Where this leads: With all 4 gates now covered individually, the LSTM training process (post 06) shows how backpropagation through time updates all these weight matrices together. LSTM variants (post 07) survey structural changes to this same cell.
Honest Limitations
The output gate only controls what gets exposed from Cₜ — it has no ability to modify what's actually stored there. If the cell state has accumulated noisy or stale information in a dimension the output gate happens to suppress this timestep, that information is still sitting in Cₜ, available (correctly or incorrectly) to leak out at a later timestep when the output gate's decision changes.

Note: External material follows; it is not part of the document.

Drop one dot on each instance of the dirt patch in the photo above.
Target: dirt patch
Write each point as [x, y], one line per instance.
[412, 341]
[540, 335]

hₜ = oₜ⊙tanh(Cₜ) squashes cell-state values into (-1, 1) via tanh, which means very large cell-state magnitudes get compressed and lose relative distinction — a cell state value of 5 and a cell state value of 50 both map to tanh outputs extremely close to 1, so once Cₜ grows large in some dimension, the hidden state can no longer distinguish "somewhat confident" from "very confident" along that dimension.
Test Your Understanding
-
Why is tanh applied to Cₜ before the output gate multiplies it, rather than applying the output gate directly to the raw Cₜ values?
-
Using the anchor's Cₜ = [0.2111, -0.2250, 0.4617, 0.1539], if oₜ were instead [1.0, 1.0, 1.0, 1.0] (fully open on every dimension), what would hₜ equal? How does this compare to the actual hₜ computed with the learned oₜ?
-
The full summary table shows Cₜ has "any" output range while hₜ is bounded to (-1,1). Walk through why the addition-based cell state update permits unbounded growth over many timesteps while the hidden state never does.
-
A trained LSTM shows output gate values consistently near 0 for one specific dimension across all timesteps in a sequence, while the corresponding dimension in Cₜ has a large, clearly meaningful magnitude. What does this suggest about how that dimension of memory is being used by the network?
-
Suppose two dimensions of Cₜ end up numerically identical after tanh (both saturate to values very close to 1) despite representing very different underlying signals accumulated over many timesteps. What does the output gate's downstream behavior look like for these two dimensions, and what does this reveal about a limitation of tanh saturation on the output path specifically (as opposed to the vanishing gradient issue from post 01)?